Sovereign bonds rallied in India after the central bank said it will resume open-market purchases of debt.

Bonds in India Gain After Central Bank Announces Debt Purchases
The portrait of Mahatma Gandhi is displayed on an Indian 50 rupee banknote in an arranged photograph in Bangkok. (Photographer: Brent Lewin/Bloomberg) 

(Bloomberg) -- Sovereign bonds rallied in India after the central bank said it will resume open-market purchases of debt.

The yield on the benchmark 2029 debt fell 4 basis points to 7.43 percent, while that on the most-traded 2028 securities was down 6 basis points. High crude oil prices and the central bank taking a less dovish path than many had expected had pushed up 10-year yields in recent weeks.

The Reserve Bank of India in a statement late Tuesday said it would buy 250 billion rupees ($3.6 billion) of bonds next month, surprising traders who were concerned the central bank would trim its purchases after recently switching to currency swap auctions to ease a cash crunch. The authority bought a record 3 trillion rupees of debt in the fiscal year that ended March 31, helping absorb most of the federal supply.

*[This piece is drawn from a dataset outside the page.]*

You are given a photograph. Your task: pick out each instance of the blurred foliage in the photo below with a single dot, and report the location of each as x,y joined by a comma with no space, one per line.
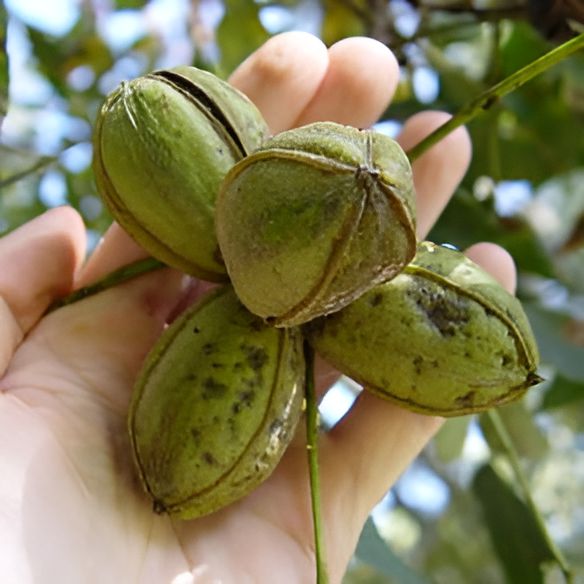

“We welcome RBI Governor’s decision to announce a de-facto durable liquidity calendar to assure markets,” Bank of America Merrill Lynch economist Indranil Sen Gupta wrote in a note. Injecting $2 billion-$3 billion of cash monthly would help banks to pass on the RBI’s recent rate cuts to consumers, he said.

Banking system liquidity deficit rose to 1.5 trillion rupees as of April 22, the highest so far this year, according to the Bloomberg Economics India Banking Liquidity Index.